Complete step-by-step answer:
The given equation is \[3{{q}^{2}}-16q=-5\]. The highest power of the variable in the equation is 2, so the degree of the equation is also 2. It means that the equation is quadratic. To solve the equation, we first have to express it in its standard form, we can do it as, adding 5 to both sides of the given equation, it can be written as \[3{{q}^{2}}-16q+5=0\]. Comparing with the general equation of the quadratic \[a{{x}^{2}}+bx+c=0\], we get \[a=3,b=-16\And c=5\].
We know that using the formula method, we can find the roots of the quadratic as \[x=\dfrac{-b\pm \sqrt{{{b}^{2}}-4ac}}{2a}\]. As the variable for this equation is \[q\], we need to use the formula in terms of \[q\]. Substituting the value of the coefficient in this formula, we get
\[\begin{align}
  & \Rightarrow q=\dfrac{-\left( -16 \right)\pm \sqrt{{{\left( -16 \right)}^{2}}-4\left( 3 \right)\left( 5 \right)}}{2\left( 3 \right)} \\
 & \Rightarrow q=\dfrac{16\pm \sqrt{196}}{6} \\
 & \Rightarrow q=\dfrac{16\pm 14}{6} \\
\end{align}\]
\[\Rightarrow q=\dfrac{16+14}{6}\] or \[q=\dfrac{16-14}{6}\]

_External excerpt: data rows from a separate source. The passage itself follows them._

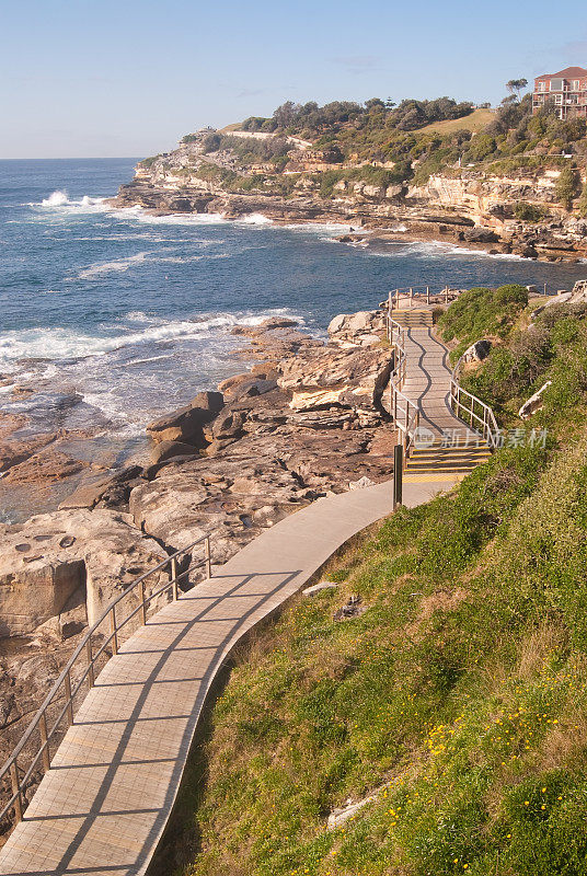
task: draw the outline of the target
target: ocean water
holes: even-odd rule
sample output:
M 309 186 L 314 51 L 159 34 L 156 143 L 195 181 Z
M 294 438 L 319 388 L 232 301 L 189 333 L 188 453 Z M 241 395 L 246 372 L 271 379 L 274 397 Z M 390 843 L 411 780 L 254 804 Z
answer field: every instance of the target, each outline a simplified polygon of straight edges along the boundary
M 314 332 L 390 288 L 519 281 L 548 265 L 434 243 L 348 246 L 341 226 L 262 216 L 148 216 L 105 203 L 136 159 L 0 161 L 0 410 L 30 430 L 137 436 L 154 415 L 242 370 L 229 330 L 287 314 Z M 15 397 L 14 388 L 32 390 Z

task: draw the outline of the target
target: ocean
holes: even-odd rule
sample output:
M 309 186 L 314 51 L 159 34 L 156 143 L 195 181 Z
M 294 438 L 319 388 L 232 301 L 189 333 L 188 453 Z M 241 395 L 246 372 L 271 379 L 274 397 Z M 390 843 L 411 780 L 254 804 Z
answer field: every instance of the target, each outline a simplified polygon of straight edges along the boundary
M 87 428 L 131 446 L 242 370 L 239 322 L 286 314 L 323 333 L 391 288 L 556 289 L 587 275 L 435 243 L 349 246 L 334 240 L 344 226 L 110 208 L 136 161 L 0 161 L 0 411 L 24 414 L 28 433 Z

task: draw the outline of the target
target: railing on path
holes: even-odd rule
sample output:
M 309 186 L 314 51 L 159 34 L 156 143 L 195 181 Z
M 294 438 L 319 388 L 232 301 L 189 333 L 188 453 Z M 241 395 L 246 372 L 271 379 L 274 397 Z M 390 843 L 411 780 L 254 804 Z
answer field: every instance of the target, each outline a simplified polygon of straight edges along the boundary
M 391 299 L 390 299 L 391 300 Z M 406 354 L 405 330 L 391 315 L 391 307 L 387 314 L 388 341 L 393 350 L 393 368 L 390 377 L 390 412 L 393 423 L 401 436 L 404 449 L 404 465 L 414 445 L 416 429 L 419 426 L 419 408 L 415 402 L 402 392 L 405 383 Z
M 440 291 L 430 290 L 429 286 L 406 286 L 401 289 L 392 289 L 388 295 L 387 303 L 390 311 L 399 310 L 401 306 L 413 308 L 414 301 L 421 304 L 448 304 L 459 297 L 460 289 L 451 289 L 445 286 Z
M 429 287 L 425 287 L 429 299 Z M 448 289 L 448 287 L 447 287 Z M 390 412 L 393 423 L 401 436 L 404 449 L 404 464 L 407 462 L 414 447 L 416 429 L 419 427 L 418 405 L 402 392 L 405 383 L 406 354 L 405 328 L 393 316 L 393 301 L 398 290 L 390 292 L 387 301 L 387 336 L 393 349 L 393 369 L 390 378 Z M 459 382 L 464 354 L 461 356 L 450 376 L 450 407 L 463 422 L 468 422 L 471 429 L 481 433 L 487 447 L 495 449 L 499 442 L 499 427 L 493 410 L 477 399 L 476 395 L 464 390 Z
M 204 550 L 204 558 L 194 562 L 192 551 L 197 545 Z M 184 558 L 184 563 L 181 563 Z M 185 564 L 185 558 L 187 563 Z M 185 567 L 182 567 L 185 565 Z M 55 737 L 59 737 L 64 722 L 66 727 L 73 724 L 74 701 L 81 699 L 83 688 L 85 693 L 94 687 L 95 677 L 107 660 L 118 653 L 122 642 L 122 632 L 131 635 L 139 626 L 147 623 L 148 611 L 154 600 L 163 593 L 171 591 L 172 599 L 179 598 L 180 581 L 187 580 L 187 576 L 196 568 L 205 566 L 206 576 L 211 577 L 210 537 L 203 535 L 196 541 L 182 548 L 171 556 L 163 560 L 153 568 L 136 578 L 119 596 L 110 602 L 97 621 L 88 630 L 78 647 L 69 658 L 59 678 L 41 704 L 35 717 L 28 725 L 14 751 L 0 769 L 0 783 L 3 784 L 10 775 L 11 797 L 0 810 L 0 821 L 14 807 L 16 823 L 22 820 L 26 805 L 25 792 L 32 783 L 35 771 L 39 766 L 44 772 L 50 768 L 50 746 Z M 157 589 L 147 592 L 146 580 L 158 572 L 169 572 L 170 580 Z M 133 597 L 131 610 L 124 618 L 120 616 L 123 602 Z M 138 604 L 137 604 L 138 597 Z M 131 623 L 135 621 L 135 623 Z M 104 630 L 104 626 L 106 627 Z M 128 637 L 128 635 L 126 637 Z M 97 641 L 93 641 L 97 639 Z M 94 650 L 94 645 L 96 649 Z M 81 671 L 78 661 L 82 661 Z M 74 671 L 74 670 L 78 671 Z M 27 744 L 35 746 L 33 759 L 27 769 L 21 774 L 19 757 L 24 754 Z M 28 753 L 28 750 L 26 751 Z
M 463 390 L 459 380 L 465 354 L 461 356 L 450 376 L 450 406 L 459 419 L 469 423 L 471 429 L 480 431 L 487 447 L 495 450 L 499 445 L 499 427 L 488 404 Z

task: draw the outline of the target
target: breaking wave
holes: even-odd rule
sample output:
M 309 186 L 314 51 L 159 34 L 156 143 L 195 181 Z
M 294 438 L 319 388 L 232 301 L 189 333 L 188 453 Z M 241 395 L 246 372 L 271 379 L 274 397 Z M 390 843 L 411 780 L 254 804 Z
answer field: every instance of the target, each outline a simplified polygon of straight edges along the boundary
M 5 332 L 0 335 L 0 369 L 12 372 L 19 370 L 19 362 L 23 360 L 44 360 L 48 365 L 50 361 L 104 356 L 125 347 L 209 338 L 214 334 L 221 334 L 226 341 L 227 330 L 233 325 L 258 325 L 267 316 L 276 315 L 299 320 L 299 316 L 281 308 L 257 314 L 210 313 L 185 320 L 163 320 L 141 311 L 131 311 L 118 318 L 118 325 L 111 327 L 111 332 L 115 330 L 116 334 L 105 333 L 103 336 L 62 327 Z M 124 322 L 129 323 L 126 332 L 120 331 L 120 323 Z M 141 323 L 143 327 L 137 328 L 137 323 Z

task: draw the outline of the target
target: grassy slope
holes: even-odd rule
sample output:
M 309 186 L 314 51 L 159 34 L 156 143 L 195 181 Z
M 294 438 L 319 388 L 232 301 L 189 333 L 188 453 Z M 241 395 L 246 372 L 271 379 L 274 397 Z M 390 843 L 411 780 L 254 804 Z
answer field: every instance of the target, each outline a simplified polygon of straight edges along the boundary
M 433 122 L 419 128 L 418 134 L 453 134 L 456 130 L 470 130 L 479 134 L 484 130 L 495 118 L 494 110 L 474 110 L 464 118 L 449 118 L 445 122 Z
M 550 309 L 517 333 L 511 301 L 484 301 L 503 345 L 475 379 L 503 393 L 505 354 L 511 399 L 551 377 L 536 425 L 557 439 L 506 447 L 459 489 L 400 510 L 331 563 L 336 591 L 258 634 L 195 753 L 177 872 L 587 873 L 585 313 Z M 447 334 L 480 328 L 479 295 L 456 311 Z M 537 332 L 550 351 L 529 381 L 538 354 L 522 342 Z M 335 622 L 352 593 L 368 610 Z

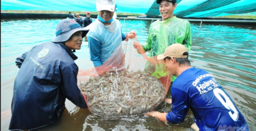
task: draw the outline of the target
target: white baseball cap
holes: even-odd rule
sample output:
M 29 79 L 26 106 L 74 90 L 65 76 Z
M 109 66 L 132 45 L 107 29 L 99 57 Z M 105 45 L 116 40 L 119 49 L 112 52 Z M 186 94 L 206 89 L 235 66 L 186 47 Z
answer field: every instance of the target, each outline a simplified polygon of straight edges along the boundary
M 115 11 L 115 0 L 96 0 L 97 11 Z

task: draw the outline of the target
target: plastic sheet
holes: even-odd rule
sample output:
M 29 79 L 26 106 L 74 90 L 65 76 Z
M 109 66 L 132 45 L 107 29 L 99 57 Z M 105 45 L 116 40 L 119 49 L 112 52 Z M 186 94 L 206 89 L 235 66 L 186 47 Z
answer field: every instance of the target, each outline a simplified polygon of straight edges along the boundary
M 96 0 L 3 0 L 1 2 L 1 10 L 97 11 Z M 251 0 L 178 0 L 177 3 L 174 14 L 177 17 L 218 16 L 255 11 L 255 1 Z M 115 5 L 118 6 L 118 12 L 144 14 L 151 17 L 160 15 L 155 0 L 116 0 Z

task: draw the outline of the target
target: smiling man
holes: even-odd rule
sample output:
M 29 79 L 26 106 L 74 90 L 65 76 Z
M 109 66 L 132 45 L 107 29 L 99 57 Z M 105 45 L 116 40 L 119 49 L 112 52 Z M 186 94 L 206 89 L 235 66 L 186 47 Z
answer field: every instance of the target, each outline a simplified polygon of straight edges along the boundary
M 174 43 L 184 45 L 189 51 L 191 46 L 191 31 L 190 23 L 184 19 L 180 19 L 174 15 L 174 11 L 177 7 L 176 0 L 157 0 L 159 5 L 159 11 L 162 19 L 152 23 L 150 27 L 148 36 L 146 44 L 142 45 L 138 43 L 134 44 L 135 49 L 144 49 L 144 52 L 150 50 L 149 57 L 156 56 L 162 54 L 169 45 Z M 146 70 L 150 70 L 152 75 L 157 78 L 167 77 L 166 69 L 164 66 L 158 64 L 151 67 L 149 62 L 146 65 Z M 172 81 L 174 81 L 174 77 Z
M 122 41 L 128 38 L 134 38 L 136 33 L 133 31 L 126 34 L 122 32 L 120 22 L 113 18 L 115 0 L 97 0 L 96 9 L 98 18 L 90 25 L 87 37 L 90 59 L 95 69 L 100 71 L 100 69 L 106 69 L 105 67 L 110 67 L 110 65 L 122 66 L 124 55 Z

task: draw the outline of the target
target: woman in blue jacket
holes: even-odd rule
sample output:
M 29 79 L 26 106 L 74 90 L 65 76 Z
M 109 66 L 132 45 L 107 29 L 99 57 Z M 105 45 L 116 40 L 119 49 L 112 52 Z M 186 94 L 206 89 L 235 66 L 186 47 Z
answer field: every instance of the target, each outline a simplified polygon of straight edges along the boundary
M 86 108 L 86 96 L 77 84 L 77 57 L 88 31 L 73 19 L 60 21 L 56 37 L 34 47 L 16 60 L 20 68 L 11 103 L 10 130 L 31 130 L 55 121 L 65 109 L 68 98 Z

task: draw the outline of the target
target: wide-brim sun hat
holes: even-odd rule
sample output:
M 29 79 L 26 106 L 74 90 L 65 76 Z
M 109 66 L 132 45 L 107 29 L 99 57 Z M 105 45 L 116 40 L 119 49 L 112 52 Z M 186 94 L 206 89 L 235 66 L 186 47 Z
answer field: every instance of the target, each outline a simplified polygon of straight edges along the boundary
M 115 0 L 97 0 L 97 11 L 108 10 L 111 12 L 115 11 Z
M 56 27 L 56 37 L 51 42 L 65 42 L 77 31 L 82 31 L 82 38 L 84 37 L 89 31 L 88 28 L 82 28 L 77 22 L 73 19 L 61 20 Z

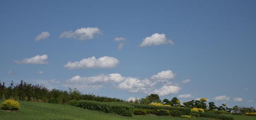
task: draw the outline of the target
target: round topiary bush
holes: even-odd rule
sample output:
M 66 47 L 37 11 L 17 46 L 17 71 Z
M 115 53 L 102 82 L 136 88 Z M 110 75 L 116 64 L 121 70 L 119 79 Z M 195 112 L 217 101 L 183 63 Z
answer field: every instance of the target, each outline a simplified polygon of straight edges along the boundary
M 181 115 L 181 112 L 178 110 L 172 110 L 170 111 L 171 115 L 174 117 L 180 117 Z
M 2 103 L 1 109 L 4 110 L 18 110 L 20 108 L 18 102 L 12 100 L 6 100 Z
M 70 101 L 68 101 L 68 104 L 70 106 L 76 106 L 77 105 L 77 100 L 72 100 Z

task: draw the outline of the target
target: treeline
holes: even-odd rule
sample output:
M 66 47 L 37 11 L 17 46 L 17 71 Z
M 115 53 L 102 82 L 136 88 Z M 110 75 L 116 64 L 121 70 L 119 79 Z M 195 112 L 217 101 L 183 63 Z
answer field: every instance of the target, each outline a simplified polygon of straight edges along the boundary
M 93 94 L 83 94 L 76 88 L 72 89 L 68 88 L 68 90 L 48 90 L 43 84 L 33 85 L 23 80 L 15 85 L 12 81 L 10 86 L 7 87 L 4 82 L 2 83 L 0 81 L 0 99 L 9 99 L 62 104 L 66 104 L 72 100 L 105 102 L 124 101 L 116 98 L 96 96 Z

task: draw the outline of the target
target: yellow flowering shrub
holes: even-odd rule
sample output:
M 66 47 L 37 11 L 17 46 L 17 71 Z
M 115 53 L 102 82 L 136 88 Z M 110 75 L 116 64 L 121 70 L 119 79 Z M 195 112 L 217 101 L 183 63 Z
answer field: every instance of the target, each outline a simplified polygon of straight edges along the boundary
M 247 116 L 256 116 L 256 112 L 246 112 L 245 114 Z
M 207 99 L 206 98 L 202 98 L 200 99 L 200 101 L 203 101 L 204 102 L 207 102 Z
M 148 104 L 148 105 L 152 105 L 152 106 L 171 106 L 170 105 L 168 104 L 164 105 L 161 103 L 151 103 Z
M 198 108 L 194 108 L 191 109 L 192 112 L 200 112 L 204 113 L 204 110 L 203 109 Z
M 6 100 L 2 103 L 1 109 L 5 110 L 18 110 L 20 108 L 20 104 L 18 102 L 12 100 Z

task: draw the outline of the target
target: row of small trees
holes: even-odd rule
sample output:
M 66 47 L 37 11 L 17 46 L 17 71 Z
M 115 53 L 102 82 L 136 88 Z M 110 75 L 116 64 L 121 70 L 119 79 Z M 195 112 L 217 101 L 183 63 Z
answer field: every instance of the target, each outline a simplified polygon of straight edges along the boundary
M 180 104 L 180 101 L 176 97 L 174 97 L 170 100 L 167 99 L 164 99 L 162 101 L 160 100 L 158 95 L 156 94 L 151 94 L 146 96 L 145 98 L 141 99 L 136 99 L 134 101 L 132 100 L 130 102 L 135 102 L 135 103 L 148 104 L 152 102 L 162 102 L 164 104 L 170 105 L 172 106 L 178 106 L 180 107 L 189 107 L 191 108 L 198 108 L 207 109 L 209 110 L 218 110 L 231 112 L 233 110 L 234 113 L 246 113 L 246 112 L 255 112 L 255 109 L 252 107 L 246 108 L 235 106 L 232 108 L 229 108 L 226 104 L 222 104 L 222 106 L 219 107 L 216 106 L 214 102 L 209 102 L 208 106 L 206 103 L 207 100 L 205 98 L 202 98 L 199 100 L 192 100 L 186 102 L 183 102 L 183 105 Z
M 14 85 L 12 81 L 10 86 L 5 86 L 0 81 L 0 99 L 12 99 L 38 102 L 66 104 L 72 100 L 89 100 L 100 102 L 123 102 L 116 98 L 96 96 L 93 94 L 83 94 L 79 90 L 68 88 L 68 90 L 48 90 L 43 84 L 33 85 L 21 80 Z

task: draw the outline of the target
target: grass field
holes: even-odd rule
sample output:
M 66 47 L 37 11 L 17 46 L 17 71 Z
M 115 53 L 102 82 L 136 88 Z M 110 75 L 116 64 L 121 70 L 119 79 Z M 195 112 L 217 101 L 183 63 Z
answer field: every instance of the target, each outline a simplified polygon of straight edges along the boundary
M 0 103 L 3 102 L 0 100 Z M 91 111 L 67 105 L 47 103 L 19 102 L 21 108 L 19 112 L 0 111 L 0 120 L 186 120 L 178 117 L 155 116 L 133 116 L 125 117 Z M 256 117 L 232 116 L 235 120 L 256 120 Z M 194 120 L 215 120 L 196 118 Z

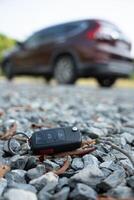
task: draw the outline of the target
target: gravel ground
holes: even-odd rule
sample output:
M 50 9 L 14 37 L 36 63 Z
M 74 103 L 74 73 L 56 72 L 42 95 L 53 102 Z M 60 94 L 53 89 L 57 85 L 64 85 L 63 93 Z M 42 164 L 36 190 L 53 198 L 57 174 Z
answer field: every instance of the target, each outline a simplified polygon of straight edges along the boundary
M 17 131 L 29 136 L 39 130 L 35 124 L 44 128 L 77 126 L 83 140 L 112 138 L 134 159 L 133 89 L 1 82 L 0 92 L 0 134 L 14 122 Z M 96 146 L 90 154 L 70 158 L 70 168 L 58 176 L 51 171 L 59 169 L 64 158 L 51 157 L 39 164 L 34 155 L 11 156 L 7 141 L 0 140 L 0 164 L 11 166 L 0 179 L 0 199 L 97 200 L 102 194 L 134 198 L 130 159 L 108 144 Z

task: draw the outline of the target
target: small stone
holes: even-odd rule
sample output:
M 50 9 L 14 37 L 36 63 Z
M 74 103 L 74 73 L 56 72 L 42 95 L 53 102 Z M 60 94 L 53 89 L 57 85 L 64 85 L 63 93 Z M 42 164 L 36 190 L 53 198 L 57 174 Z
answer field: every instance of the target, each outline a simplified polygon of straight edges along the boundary
M 74 158 L 72 161 L 71 167 L 75 170 L 83 169 L 84 164 L 81 158 Z
M 40 191 L 38 193 L 38 200 L 53 200 L 53 195 L 48 192 Z
M 128 176 L 134 174 L 134 167 L 129 159 L 120 160 L 120 163 L 122 164 Z
M 0 196 L 3 194 L 7 187 L 7 180 L 5 178 L 0 178 Z
M 56 187 L 56 190 L 59 191 L 61 190 L 63 187 L 68 186 L 69 184 L 69 179 L 67 177 L 62 177 L 59 179 L 58 185 Z
M 69 192 L 70 192 L 70 188 L 69 187 L 64 187 L 59 192 L 54 194 L 52 199 L 53 200 L 59 200 L 59 199 L 67 200 Z
M 26 171 L 21 169 L 16 169 L 6 173 L 5 178 L 7 179 L 8 183 L 10 182 L 26 183 L 25 175 Z
M 29 180 L 36 179 L 45 174 L 46 169 L 44 165 L 38 165 L 36 168 L 27 171 L 26 177 Z
M 99 164 L 98 159 L 91 154 L 83 156 L 83 161 L 84 167 L 87 167 L 88 165 L 98 167 Z
M 30 184 L 10 182 L 8 184 L 8 188 L 9 189 L 11 189 L 11 188 L 22 189 L 22 190 L 31 191 L 33 193 L 37 193 L 36 188 Z
M 134 176 L 127 178 L 127 185 L 134 189 Z
M 22 189 L 9 189 L 5 194 L 8 200 L 37 200 L 36 195 L 33 192 L 22 190 Z
M 43 191 L 50 191 L 54 189 L 58 184 L 58 176 L 53 172 L 48 172 L 39 178 L 33 179 L 29 182 L 33 185 L 38 191 L 43 188 Z
M 81 182 L 91 187 L 95 187 L 98 183 L 100 183 L 103 176 L 104 174 L 98 167 L 89 165 L 86 168 L 80 170 L 74 176 L 72 176 L 69 182 L 71 186 L 74 186 L 76 183 Z
M 110 161 L 105 161 L 105 162 L 103 162 L 103 163 L 100 164 L 100 167 L 101 167 L 101 168 L 107 168 L 107 169 L 109 169 L 110 166 L 112 165 L 112 163 L 113 163 L 112 160 L 110 160 Z
M 128 144 L 131 144 L 134 141 L 134 135 L 127 132 L 121 134 L 121 137 L 124 138 Z
M 55 162 L 52 162 L 48 159 L 46 159 L 44 162 L 46 170 L 52 171 L 52 170 L 57 170 L 60 168 L 60 165 L 56 164 Z
M 92 138 L 92 139 L 96 139 L 99 137 L 103 137 L 106 136 L 107 133 L 105 133 L 104 131 L 102 131 L 99 128 L 95 128 L 95 127 L 91 127 L 88 129 L 87 134 Z
M 30 156 L 28 158 L 28 160 L 27 160 L 26 165 L 25 165 L 25 170 L 29 170 L 29 169 L 32 169 L 32 168 L 36 167 L 37 166 L 37 161 L 38 161 L 37 157 Z
M 60 166 L 63 166 L 64 165 L 64 162 L 65 162 L 65 158 L 55 158 L 54 159 L 54 162 Z
M 27 156 L 15 155 L 10 159 L 12 169 L 24 169 L 28 161 Z
M 97 200 L 97 193 L 91 187 L 78 183 L 69 197 L 74 200 Z
M 116 188 L 111 189 L 107 194 L 119 199 L 134 197 L 134 191 L 127 186 L 117 186 Z
M 117 187 L 121 184 L 125 179 L 125 171 L 124 170 L 116 170 L 111 175 L 109 175 L 106 179 L 104 179 L 101 183 L 97 185 L 97 188 L 101 192 L 106 192 L 111 188 Z

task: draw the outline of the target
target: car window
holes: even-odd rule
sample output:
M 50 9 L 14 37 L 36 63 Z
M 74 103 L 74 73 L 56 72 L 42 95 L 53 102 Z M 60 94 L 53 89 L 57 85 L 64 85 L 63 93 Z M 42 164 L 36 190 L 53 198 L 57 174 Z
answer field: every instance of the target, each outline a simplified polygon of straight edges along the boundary
M 26 47 L 34 48 L 37 46 L 37 44 L 38 44 L 38 35 L 37 34 L 33 34 L 25 41 Z
M 68 36 L 73 36 L 78 34 L 89 27 L 89 23 L 87 22 L 73 22 L 66 25 L 65 32 Z

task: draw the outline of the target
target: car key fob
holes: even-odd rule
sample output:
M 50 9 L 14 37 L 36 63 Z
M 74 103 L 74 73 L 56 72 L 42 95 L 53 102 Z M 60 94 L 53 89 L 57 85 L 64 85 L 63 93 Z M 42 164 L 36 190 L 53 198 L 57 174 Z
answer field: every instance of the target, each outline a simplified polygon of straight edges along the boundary
M 34 132 L 29 140 L 36 155 L 72 151 L 81 146 L 82 137 L 77 127 L 64 127 Z

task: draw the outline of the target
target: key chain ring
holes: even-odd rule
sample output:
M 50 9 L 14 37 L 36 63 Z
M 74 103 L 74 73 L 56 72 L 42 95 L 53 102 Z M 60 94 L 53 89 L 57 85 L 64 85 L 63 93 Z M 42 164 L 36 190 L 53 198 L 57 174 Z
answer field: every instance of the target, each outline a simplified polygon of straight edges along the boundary
M 24 137 L 26 138 L 25 141 L 26 141 L 26 144 L 27 144 L 27 146 L 28 146 L 28 150 L 30 150 L 30 144 L 29 144 L 29 139 L 30 139 L 30 137 L 28 137 L 28 135 L 25 134 L 24 132 L 16 132 L 16 134 L 15 134 L 14 136 L 17 136 L 17 135 L 22 135 L 22 136 L 24 136 Z M 12 155 L 21 155 L 19 152 L 15 152 L 15 151 L 11 148 L 11 142 L 12 142 L 13 139 L 16 139 L 16 138 L 11 137 L 11 138 L 8 140 L 8 142 L 7 142 L 7 146 L 8 146 L 9 152 L 10 152 Z M 17 141 L 17 139 L 16 139 L 16 141 Z

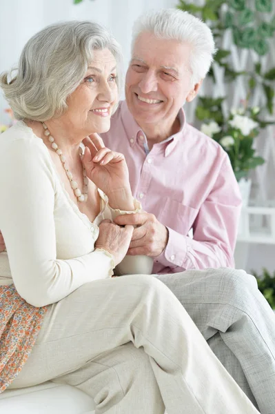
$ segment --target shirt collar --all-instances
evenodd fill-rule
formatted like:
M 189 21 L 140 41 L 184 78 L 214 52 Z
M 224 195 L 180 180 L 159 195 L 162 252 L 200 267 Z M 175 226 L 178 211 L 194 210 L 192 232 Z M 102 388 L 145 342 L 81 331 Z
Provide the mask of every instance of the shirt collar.
M 127 106 L 126 101 L 123 101 L 121 103 L 121 119 L 123 124 L 124 128 L 126 131 L 127 137 L 129 139 L 129 143 L 131 146 L 133 146 L 138 138 L 139 132 L 141 132 L 143 134 L 144 137 L 145 137 L 145 133 L 139 126 L 139 125 L 134 120 L 134 117 L 130 112 L 128 107 Z M 178 141 L 183 136 L 183 132 L 185 128 L 185 126 L 186 124 L 185 121 L 185 115 L 183 111 L 183 108 L 179 111 L 178 114 L 179 119 L 180 121 L 180 129 L 178 132 L 168 137 L 164 141 L 162 141 L 158 144 L 162 146 L 164 148 L 164 155 L 165 157 L 169 155 L 169 154 L 173 150 L 174 147 L 176 146 Z

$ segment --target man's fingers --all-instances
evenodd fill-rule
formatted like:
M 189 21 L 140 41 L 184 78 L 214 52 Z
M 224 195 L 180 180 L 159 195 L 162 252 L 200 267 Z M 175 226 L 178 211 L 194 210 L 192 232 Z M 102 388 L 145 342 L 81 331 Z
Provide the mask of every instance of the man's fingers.
M 141 226 L 144 224 L 148 219 L 148 216 L 146 213 L 136 213 L 135 214 L 125 214 L 123 215 L 117 216 L 114 219 L 114 222 L 119 226 L 126 226 L 131 224 L 132 226 Z
M 132 241 L 134 240 L 140 240 L 147 234 L 147 230 L 143 226 L 140 227 L 136 227 L 133 231 L 133 235 L 132 236 Z

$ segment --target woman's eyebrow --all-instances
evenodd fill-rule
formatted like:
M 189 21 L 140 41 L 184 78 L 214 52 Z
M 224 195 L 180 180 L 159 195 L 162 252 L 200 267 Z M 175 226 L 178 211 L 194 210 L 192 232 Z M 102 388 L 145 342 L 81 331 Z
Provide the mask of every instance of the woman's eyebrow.
M 96 72 L 99 72 L 99 73 L 102 73 L 101 69 L 99 69 L 99 68 L 96 68 L 95 66 L 88 66 L 88 68 L 93 69 L 94 70 L 96 70 Z M 113 70 L 114 70 L 114 69 L 116 69 L 116 66 L 114 66 L 114 68 L 112 68 L 110 72 L 112 72 Z

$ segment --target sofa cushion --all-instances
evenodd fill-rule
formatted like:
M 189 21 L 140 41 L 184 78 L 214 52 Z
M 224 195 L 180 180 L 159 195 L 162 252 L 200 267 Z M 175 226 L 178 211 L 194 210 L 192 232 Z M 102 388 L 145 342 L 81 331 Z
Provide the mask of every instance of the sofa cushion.
M 70 385 L 45 382 L 0 394 L 3 414 L 94 414 L 92 399 Z

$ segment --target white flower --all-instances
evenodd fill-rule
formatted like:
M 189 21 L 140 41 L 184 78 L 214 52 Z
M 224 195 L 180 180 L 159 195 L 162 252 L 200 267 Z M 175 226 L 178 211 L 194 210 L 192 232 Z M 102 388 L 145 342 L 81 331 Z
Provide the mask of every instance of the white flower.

\[\Rightarrow q=\dfrac{30}{6}=5\] or \[q=\dfrac{2}{6}=\dfrac{1}{3}\]
Hence, the roots of the equation are \[q=5\] or \[q=\dfrac{1}{3}\].

Note: There are many methods to solve a quadratic equation, as the factorization method, completing the square method, and formula method. We can use any of them to solve a quadratic equation. The formula method should be preferred because it gives two roots of the equation, whether they are real or imaginary.